Beberapa istilah dalam gagal jantung6:


1. Gagal jantung sistolik dan diastolik
Kedua jenis ini terjadi secara tumpang tindih, tidak dapat dibedakan
berdasarkan pemeriksaan jasmani, foto toraks atau EKG; hanya dapat
dibedakan dengan eko-Doppler. Gagal jantung sistolik adalah ketidak
mampuan kontraksi jantung memompa sehingga curah jantung turun dan
menyebabkan kelemahan, fatigue, kemampuan aktivitas fisik menurun dan
gejala hipoperfusi lainnya. Gagal jantung diastolik adalah gangguan
relaksasi dan gangguan pengisian ventrikel; didefinisikan sebagai gagal
jantung dengan fraksi ejeksi lebih dari 50%. Diagnosis dibuat dengan
pemeriksaan Doppler-ekokardiografi.
2. Low Output dan High Output Heart Failure
Low output HF disebabkan oleh hipertensi, kardiomiopati dilatasi,
kelainan katup dan perikard. High Output HF ditemukan pada penurunan
resistensi vascular sistemik seperti hipertiroidisme, anemia, kehamilan,
fistula A-V, beri-beri dan penyakit Paget.

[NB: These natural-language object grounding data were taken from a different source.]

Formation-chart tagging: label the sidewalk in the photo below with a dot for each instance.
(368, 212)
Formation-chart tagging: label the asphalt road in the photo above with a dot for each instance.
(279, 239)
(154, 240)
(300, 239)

3. Gagal Jantung Akut dan Kronik
Contoh klasik gagal jantung akut adalah robekan daun katup secara
tiba-tiba akibat endokarditis, trauma atau infark miokard luas. Curah jantung
yang turun tiba-tiba menyebabkan penurunan tekanan darah tanpa disertai
edema perifer. Contoh gagal jantung kronis adalah pada kardiomiopati
dilatasi atau kelainan multivalvular yang terjadi perlahan-lahan. Kongesti
perifer sangat menyolok, namun tekanan darah masih terpelihara dengan
baik
4. Gagal Jantung Kanan dan Gagal Jantung Kiri
Gagal jantung kiri akibat kelemahan ventrikel, meningkatkan tekanan
vena pulmonalis dan paru menyebabkan pasien sesak napas dan ortopnea.
Gagal jantung kanan terjadi jika kelainannya melemahkan ventrikel kanan
seperti pada hipertensi pulmonal primer / sekunder, tromboemboli paru
kronik sehingga terjadi kongesti vena sistemik yang menyebabkan edema
perifer, hepatomegali dan distensi vena jugularis.
2.4.Etiologi dan faktor pencetus
Pada umumnya, etiologi gagal jantung pada orang tua sama seperti yang
terjadi pada dewasa muda, tetapi lebih multifaktorial (tabel 2).4
Tabel 2. Etiologi Gagal Jantung pada Lanjut Usia
Penyakit Arteri Koroner
• Infark Miokard Akut
• Kardiomiopati Iskemik
Penyakit Jantung Hipertensi
• Kardiomiopati Hipertensi
Hipertrofi
Penyakit Jantung Katup
• Kalsifi kasi Stenosis Aorta
• Regurgitasi Mitral
• Stenosis Mitral
• Insufi siensi Aorta
• Malfungsi Katup Prostesa
Kardiomiopati
• Dilatasi ( Noniskemik )
• Hipertrofi
• Restriktif
Endokarditis Infeksi
Miokarditis
Penyakit Perikardial
High Output Heart Failure
• Anemia Kronik
• Defisiensi Tiamin
• Hipertiroid
• Arteriovenous Shunting
Age-related Diastolic
Dysfunction
Pada orang tua, penyakit jantung iskemik dengan infark miokard merupakan
penyebab paling sering kardiomiopati dilatasi. Kardiomiopati hipertrofi
hipertensi sering bermanifestasi disfungsi diastolik berat dan dapat menghambat
outfl ow tract ventrikel kiri. High output heart failure tidak biasa ditemukan pada
orang tua; penyebab paling sering high output heart failure ialah anemia kronik,
hipertiroid, defisiensi tiamin dan shunt arteriovena. Walaupun fungsi sistolik
masih normal pada orang tua, gagal jantung dapat terjadi karena disfungsi
diastolik yang terkait dengan bertambahnya usia.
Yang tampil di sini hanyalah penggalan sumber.